Dame Emma Thompson

Dame Emma is best known as an award-winning actress, but her talents go much further than that. Writer, director, comedian, campaigner, she is a true multihyphenate talent. She has the distinction of having won Oscars both for acting and screenwriting, for Howard’s End and Sense and Sensibility respectively.

In 2005, she combined those talents to make Nanny McPhee, a delightful children’ s film. Dame Emma and the film’s co-star Colin Firth agreed that the proceeds from ticket sales for its West End premiere should go to the Refugee Council. In previous years she has supported our Day Centre with very generous donations that have allowed us to hold our annual festive party for clients. And as well as financial support, Dame Emma has often come along to help in person.

Here’s what Dame Emma said about becoming a patron:

 

I am delighted to become a patron of the Refugee Council. I have been a supporter for a number of years and have seen at first hand the great work the Refugee Council does. Helping out at the Festive Party has given me an opportunity to see how remarkable and resilient asylum seekers and refugees are and how they deserve respect and understanding.

It’s only when we imagine for ourselves what it would be like to run from state terror, torture, rape, the destruction of our homes and families that we can understand how vital it would be to find a place that welcomed us and tried to heal our wounds. Fortunately the Refugee Council provides such a place.


Alf Dubs, Baron Dubs

Alf Dubs, Baron Dubs is a Labour politician and leading refugee rights advocate. Formerly the MP for Battersea, Alf was appointed as a Labour life peer in 1994, and in 1997 he became Parliamentary Under Secretary of State at the Northern Ireland Office. He is a former chair of Liberty, a trustee of Action Aid and the Immigration Advisory Service and former Director of the Refugee Council.

In 2016, Baron Dubs sponsored an amendment to the Immigration Act 2016 to offer unaccompanied refugee children safe passage to Britain, having himself arrived in Britain in 1939 as a six-year-old refugee fleeing the Nazis in Czechoslovakia on the kindertransport. Baron Dubs is now campaigning to ensure that the main legal routes for refugee children to reach the UK remain open after Brexit.

 

For over 60 years, the Refugee Council has been a significant support for refugees and asylum seekers coming to the UK. The work it does is vital both in terms of the practical support and the advice it offers to those who arrive here having fled war, human rights violations and torture.

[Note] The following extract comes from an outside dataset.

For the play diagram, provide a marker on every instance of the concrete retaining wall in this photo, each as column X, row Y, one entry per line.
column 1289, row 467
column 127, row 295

The most vulnerable refugees are of course children, especially those who arrive unaccompanied having lost their family, been separated from them or in some cases having been trafficked and subject to abuse and exploitation. It is thanks to organisations like the Refugee Council that these children are offered protection and support. I know from my own experience how bewildering it is to arrive in a new country, so I am especially grateful for the work the Refugee Council does to make that experience less traumatic for the refugee children of today.